A partir des années 60, l'artiste se meut en démiurge et, dans l’exiguïté de son appartement bordelais, à partir d’autoportraits et de photographies de ses amies dont il prend soin de dé-membrer diverses parties du corps, le chaman Molinier fait naître ses créatures. Il compose, recrée. Dernière étape, photographier ce collage pour obtenir cette image «idéale». Après l’exposition de ces «matrices» chez Kamel Mennour, c’est un fantastique ensemble de tirages originaux d’époque que présentera la galerie Christophe Gaillard, au travers la sélection d’une vingtaine de photomontages parmi les plus rares.

Après sa mort (Molinier se suicide en 1976), son œuvre inspirera ou servira de référence à de nombreux artistes contemporains, tels Cindy Sherman, Luciano Castelli, Mike Kelley ou plus récemment Arnulf Rainer.

Vernissage jeudi 14 octobre 2010 de 18h à 21

mercredi 2 décembre 2009

Guillaume Lebelle : Myriade et Focus

La galerie Christophe Gaillard est fière d’accueillir l’exposition Myriade et Focus de Guillaume Lebelle, du 12 janvier au 6 février 2010.

De toute, 2008, 189 x 165 cm, Gouache sur toile

        De toute, 2008, 189 x 165 cm, Gouache sur toile

Bien qu’éloigné des cimaises parisiennes depuis sa dernière exposition à la Galerie Jean Fournier en 2004, le travail de Guillaume Lebelle était de ceux présentés au musée Fabre (Montpellier) lors de l’hommage à Jean Fournier en 2007.

Cette situation de repli a permis à Guillaume Lebelle -ces cinq années durant- d’explorer plus librement sans doute, différentes directions sous un mode expérimental. Deux voies distinctes se sont imposées alors. D’une part de grands formats, sur une toile laissée brute et, de l’autre, des formats plus petits, plus contractés, saturés, réunissant sur une petite surface, sans doute autant de gestes que sur une œuvre plus grande.

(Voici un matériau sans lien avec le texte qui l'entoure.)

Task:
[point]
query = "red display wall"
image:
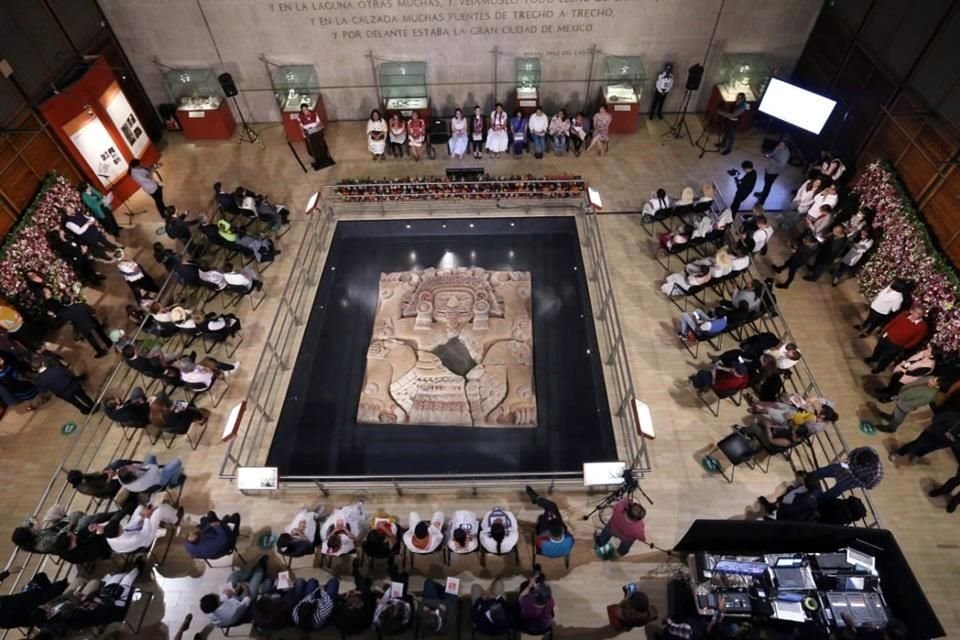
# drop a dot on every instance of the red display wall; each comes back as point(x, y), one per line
point(79, 117)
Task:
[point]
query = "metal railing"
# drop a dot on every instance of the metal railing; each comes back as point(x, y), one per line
point(831, 443)
point(250, 446)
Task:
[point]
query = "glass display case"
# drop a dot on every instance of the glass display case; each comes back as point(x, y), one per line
point(747, 73)
point(403, 85)
point(624, 77)
point(193, 89)
point(293, 85)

Sans titre, 2009,133 x 152 cm, Gouache et huile sur toile

   Sans titre, 2009,133 x 152 cm, Gouache et huile sur toile

« Myriade est la merveille, un chemin, une transition qui se renouvelle sans cesse: son mode d'apparition est le continuum, l'amplification, la résonance. Focus : un point d’arrêt, un agrandissement, une prise de conscience: il agit en pleine connaissance de pause. Myriade et Focus jouent à ne jamais se répéter, ils s'ajustent l'un l'autre et créent ainsi la configuration du tableau. Pense à l’instabilité des représentations et au léger contrôle que l’on garde malgré tout sur elles dans le demi sommeil, dans cette dorme-veille qui donne des perceptions ultra-fines : le mouvement est incessant – un personnage peut devenir un lieu et réciproquement – et pourtant tu peux opérer des arrêts, tu conserves une maîtrise sur le flux. A chaque instant, tu lâches les rênes, tu les récupères, tu les laisses aller de nouveau. Fin de la hiérarchie des genres, début des métamorphoses accompagnées. »

Guillaume Lebelle et Rémi Labrusse Novembre 2009.